Durante la grande crisi della migrazione haitiana, da settembre 2016 a febbraio 2017, si contavano fino a 34 alberghi per migranti nella sola città di Tijuana, per la maggior parte gestiti dalle chiese cristiane. Oggi questi spazi sono per lo più occupati da migranti Centroamericani.

Il governo del Messico assente sull’accoglienza

Soraya spiega anche che «il governo del Messico (statale, federale e comunale) ha progettato un programma per affrontare le presunte “espulsioni di massa”. Tuttavia non si è fatto carico degli altri flussi migratori.

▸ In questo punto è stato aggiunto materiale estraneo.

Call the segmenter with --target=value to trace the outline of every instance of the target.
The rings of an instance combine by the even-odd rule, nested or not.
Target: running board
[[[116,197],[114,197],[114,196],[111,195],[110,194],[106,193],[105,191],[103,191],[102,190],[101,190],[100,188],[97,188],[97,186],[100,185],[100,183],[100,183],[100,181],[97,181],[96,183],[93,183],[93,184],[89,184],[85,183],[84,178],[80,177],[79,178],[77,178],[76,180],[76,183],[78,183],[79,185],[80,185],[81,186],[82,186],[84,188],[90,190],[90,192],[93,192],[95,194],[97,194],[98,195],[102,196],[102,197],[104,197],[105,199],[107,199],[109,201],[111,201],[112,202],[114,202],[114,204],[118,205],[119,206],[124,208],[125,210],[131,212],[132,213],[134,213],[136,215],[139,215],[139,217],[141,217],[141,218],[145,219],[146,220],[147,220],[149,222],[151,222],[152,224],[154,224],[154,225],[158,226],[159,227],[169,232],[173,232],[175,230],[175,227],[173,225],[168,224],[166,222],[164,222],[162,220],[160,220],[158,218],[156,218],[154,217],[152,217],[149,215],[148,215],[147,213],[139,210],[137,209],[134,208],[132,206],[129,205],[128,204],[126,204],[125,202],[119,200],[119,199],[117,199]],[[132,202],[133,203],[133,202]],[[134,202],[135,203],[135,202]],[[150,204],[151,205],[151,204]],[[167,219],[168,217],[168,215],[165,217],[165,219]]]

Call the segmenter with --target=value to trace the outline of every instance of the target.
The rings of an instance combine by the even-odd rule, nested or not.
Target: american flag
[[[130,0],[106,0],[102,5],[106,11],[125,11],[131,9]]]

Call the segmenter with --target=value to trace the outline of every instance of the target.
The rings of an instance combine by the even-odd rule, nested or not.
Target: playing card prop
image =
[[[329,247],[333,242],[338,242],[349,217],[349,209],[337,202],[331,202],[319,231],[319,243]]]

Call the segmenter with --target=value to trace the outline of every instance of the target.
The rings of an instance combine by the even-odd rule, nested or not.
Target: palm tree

Non esiste un piano per ospitare i migranti provenienti dal “Triángulo Norte de Centroamérica” o altri migranti stranieri come haitiani e africani che, data l’impossibilità di asilo in Usa, decidono di soggiornare a Tijuana».

E aggiunge: «Le autorità hanno una visione semplicistica, poco umana della questione migratoria. Non riescono a vedere le ripercussioni psicologico-emotive, la sofferenza che impedisce loro l’inclusione sociale come le barriere culturali e la lingua. La mancanza di una politica istituzionale che aiuti l’inclusione sociale non fa altro che peggiorare la situazione. L’unica cosa che fa sì che le condizioni non peggiorino è la solidarietà e la generosità delle persone di Tijuana».